Having been on river cruises several times over the years, we’ve sailed up and down the Rhine Gorge a few times. But this time the ship was really having to work against the current. Many of us donned our cold weather gear and went up on the sun deck to admire the view as we fought our way past towns and villages where the water lapped at their foundations while the castle to which they were beholden stood up on the hillside, silhouetted against the sky. The Rhine was full to pussy’s bow and a bit more. However, the relentless grey sky did us a favour and broke up a bit so we got to see reflections on the water.
Staff brought up glühwein (mulled wine) and anything else we fancied while Alex provided commentary, telling the stories of some of the famous castles lined up along the gorge. Back in the day they each controlled their bit of water and boatmen had to pay tolls to the Robber Barons. Taking a cargo from Amsterdam to Frankfurt (for example) would have cost a lot. The barons lived in their castles up on the hillside, the town on the waterfront provided the workers, and was also where the customs officers collected the money.

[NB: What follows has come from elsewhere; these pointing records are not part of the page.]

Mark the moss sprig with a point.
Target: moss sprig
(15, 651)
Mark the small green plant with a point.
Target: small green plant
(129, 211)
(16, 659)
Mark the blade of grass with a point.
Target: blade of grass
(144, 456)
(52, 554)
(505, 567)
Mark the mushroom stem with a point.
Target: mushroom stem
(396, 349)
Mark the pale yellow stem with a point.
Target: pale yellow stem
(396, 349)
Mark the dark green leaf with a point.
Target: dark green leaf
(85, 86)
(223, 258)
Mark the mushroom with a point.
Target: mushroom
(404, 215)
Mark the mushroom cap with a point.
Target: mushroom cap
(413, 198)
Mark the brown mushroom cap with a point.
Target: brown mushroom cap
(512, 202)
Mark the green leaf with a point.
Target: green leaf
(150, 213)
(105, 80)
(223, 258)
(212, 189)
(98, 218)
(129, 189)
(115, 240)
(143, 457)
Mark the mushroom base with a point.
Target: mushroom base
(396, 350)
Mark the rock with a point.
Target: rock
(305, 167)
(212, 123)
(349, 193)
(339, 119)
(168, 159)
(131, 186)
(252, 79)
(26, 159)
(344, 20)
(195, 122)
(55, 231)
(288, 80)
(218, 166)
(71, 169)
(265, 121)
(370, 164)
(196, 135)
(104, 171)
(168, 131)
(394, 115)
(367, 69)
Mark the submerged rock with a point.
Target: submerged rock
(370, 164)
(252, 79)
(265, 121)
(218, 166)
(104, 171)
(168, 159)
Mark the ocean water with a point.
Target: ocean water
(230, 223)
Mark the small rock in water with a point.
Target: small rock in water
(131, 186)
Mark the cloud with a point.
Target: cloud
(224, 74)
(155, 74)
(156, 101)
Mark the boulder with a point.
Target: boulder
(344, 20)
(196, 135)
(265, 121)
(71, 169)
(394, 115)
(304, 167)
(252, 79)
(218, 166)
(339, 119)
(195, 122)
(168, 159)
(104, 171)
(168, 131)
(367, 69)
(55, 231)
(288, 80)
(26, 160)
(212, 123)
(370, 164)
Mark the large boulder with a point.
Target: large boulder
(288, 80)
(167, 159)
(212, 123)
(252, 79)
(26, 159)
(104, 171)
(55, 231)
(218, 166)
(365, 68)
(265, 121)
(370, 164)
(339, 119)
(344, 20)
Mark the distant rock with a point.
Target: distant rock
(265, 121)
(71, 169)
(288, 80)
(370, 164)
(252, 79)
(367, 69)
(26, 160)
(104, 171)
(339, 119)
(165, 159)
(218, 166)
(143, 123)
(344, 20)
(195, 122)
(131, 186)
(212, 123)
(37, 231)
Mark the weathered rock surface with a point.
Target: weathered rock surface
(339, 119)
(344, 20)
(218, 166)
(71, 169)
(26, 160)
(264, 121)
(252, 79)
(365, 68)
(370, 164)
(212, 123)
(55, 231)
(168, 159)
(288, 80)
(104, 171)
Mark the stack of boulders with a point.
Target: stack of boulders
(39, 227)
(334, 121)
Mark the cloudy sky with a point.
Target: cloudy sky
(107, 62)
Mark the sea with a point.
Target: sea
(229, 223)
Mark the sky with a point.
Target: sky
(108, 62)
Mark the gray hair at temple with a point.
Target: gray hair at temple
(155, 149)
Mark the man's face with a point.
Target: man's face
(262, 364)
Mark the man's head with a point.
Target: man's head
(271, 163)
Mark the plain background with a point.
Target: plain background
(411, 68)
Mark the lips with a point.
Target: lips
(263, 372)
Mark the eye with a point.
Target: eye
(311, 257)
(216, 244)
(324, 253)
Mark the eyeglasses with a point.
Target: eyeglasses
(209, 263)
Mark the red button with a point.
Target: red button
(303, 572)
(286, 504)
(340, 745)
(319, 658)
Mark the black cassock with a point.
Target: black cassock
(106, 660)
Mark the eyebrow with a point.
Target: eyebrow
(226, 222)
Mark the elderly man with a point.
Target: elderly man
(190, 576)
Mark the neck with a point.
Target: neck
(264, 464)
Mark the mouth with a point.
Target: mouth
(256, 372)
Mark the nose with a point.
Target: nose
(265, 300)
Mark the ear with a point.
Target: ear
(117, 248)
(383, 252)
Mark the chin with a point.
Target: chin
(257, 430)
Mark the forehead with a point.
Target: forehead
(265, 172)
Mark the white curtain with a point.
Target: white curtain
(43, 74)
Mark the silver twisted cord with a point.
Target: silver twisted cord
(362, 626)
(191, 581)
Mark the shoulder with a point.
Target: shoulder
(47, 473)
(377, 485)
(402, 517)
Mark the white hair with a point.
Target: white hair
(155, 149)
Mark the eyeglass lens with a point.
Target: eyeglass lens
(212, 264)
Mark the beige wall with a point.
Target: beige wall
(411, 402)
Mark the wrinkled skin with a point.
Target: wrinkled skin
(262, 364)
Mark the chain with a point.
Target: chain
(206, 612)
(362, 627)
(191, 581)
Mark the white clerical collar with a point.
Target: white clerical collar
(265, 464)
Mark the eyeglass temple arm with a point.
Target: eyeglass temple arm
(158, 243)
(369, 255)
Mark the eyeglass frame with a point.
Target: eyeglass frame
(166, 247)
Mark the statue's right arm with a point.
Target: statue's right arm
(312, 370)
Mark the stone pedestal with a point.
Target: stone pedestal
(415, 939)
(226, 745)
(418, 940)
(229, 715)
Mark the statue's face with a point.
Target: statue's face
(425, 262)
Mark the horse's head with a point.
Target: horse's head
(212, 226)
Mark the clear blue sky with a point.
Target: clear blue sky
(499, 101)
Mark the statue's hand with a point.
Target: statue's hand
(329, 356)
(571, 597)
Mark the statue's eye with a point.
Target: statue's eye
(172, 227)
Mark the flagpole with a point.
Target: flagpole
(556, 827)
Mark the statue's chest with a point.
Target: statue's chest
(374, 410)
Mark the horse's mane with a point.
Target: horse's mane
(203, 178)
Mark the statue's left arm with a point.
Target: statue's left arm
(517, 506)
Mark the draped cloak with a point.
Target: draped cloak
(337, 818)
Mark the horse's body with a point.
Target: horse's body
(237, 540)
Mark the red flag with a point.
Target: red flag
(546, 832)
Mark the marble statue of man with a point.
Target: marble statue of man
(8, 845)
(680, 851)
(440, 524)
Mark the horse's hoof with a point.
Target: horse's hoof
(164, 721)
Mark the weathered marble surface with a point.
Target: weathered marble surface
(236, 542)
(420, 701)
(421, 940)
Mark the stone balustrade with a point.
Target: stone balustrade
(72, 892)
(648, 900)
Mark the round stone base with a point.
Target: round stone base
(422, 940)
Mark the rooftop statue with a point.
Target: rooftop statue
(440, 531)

Like the Moselle, the steep banks of the gorge have been planted with grape vines since Roman times. But it’s apparent that in many places nature is coming back. Tending the vines is back-breaking work and it’s easier to earn a living in the big industrial cities. We had the privilege of seeing the gorge in Autumn when the vines were in their last golden colour. I thought then it was a view to cherish because in a few decades it won’t be there anymore.
We were coming up on the famous Lorelei and Alex told the story of the beautiful siren who sat high up on her rock, beguiling the boatmen with her seductive song. Isn’t it interesting that, instead of admitting it’s a very dangerous strip of water and you’ve got to be careful or you’ll crash, the boys had to come up with a story to blame a woman? There’s a statue of course. But it’s not up there on the Lorelei itself, it’s down by the riverside where tourists can get a picture of her as they go past. (I’m reminded of the Dutch story about the little boy and the dyke. It’s just a story, it never happened, but the Dutch had to build a statue because tourists insisted.)
As you can see, railway lines run the length of the gorge on both sides. Notice the ornate entrance to the tunnel. During WW2 there was a ‘gentlemen’s agreement’ that castles which were not military targets would not be bombed. So the Germans, being gentlemen, mocked up castle battlements at the entrances to tunnels so they wouldn’t be bombed. The ghosts of WW2 are never too far away – at least for us older folks.
With the river so high, the current was raging. The Scenic Jasper was going upstream but the river is a highway and there was plenty of traffic coming down. The zig zag bends in the river at this point are controlled by a set of lights that warns the captains about what’s coming the other way and if it’s safe to proceed. If there’s a boat coming downstream it has right of way, while the boat coming upstream waits. The reason is simple: it’s much harder to slow a boat with a raging current behind it.
By the time we reached Rüdesheim at the end of the Rhine Gorge it was already dark (probably around 5pm). Scenic Jasper tied up a long way from the bank and many of the passengers took the opportunity to go ashore to look at the pretty little town and the last Christmas market of our tour. They were supposed to have gone to Siegfried’s Musical Cabinet but it was too late for that, or to visit the Germania monument.
We raised a toast as we watched them leave the ship. Tomorrow would be Christmas Eve.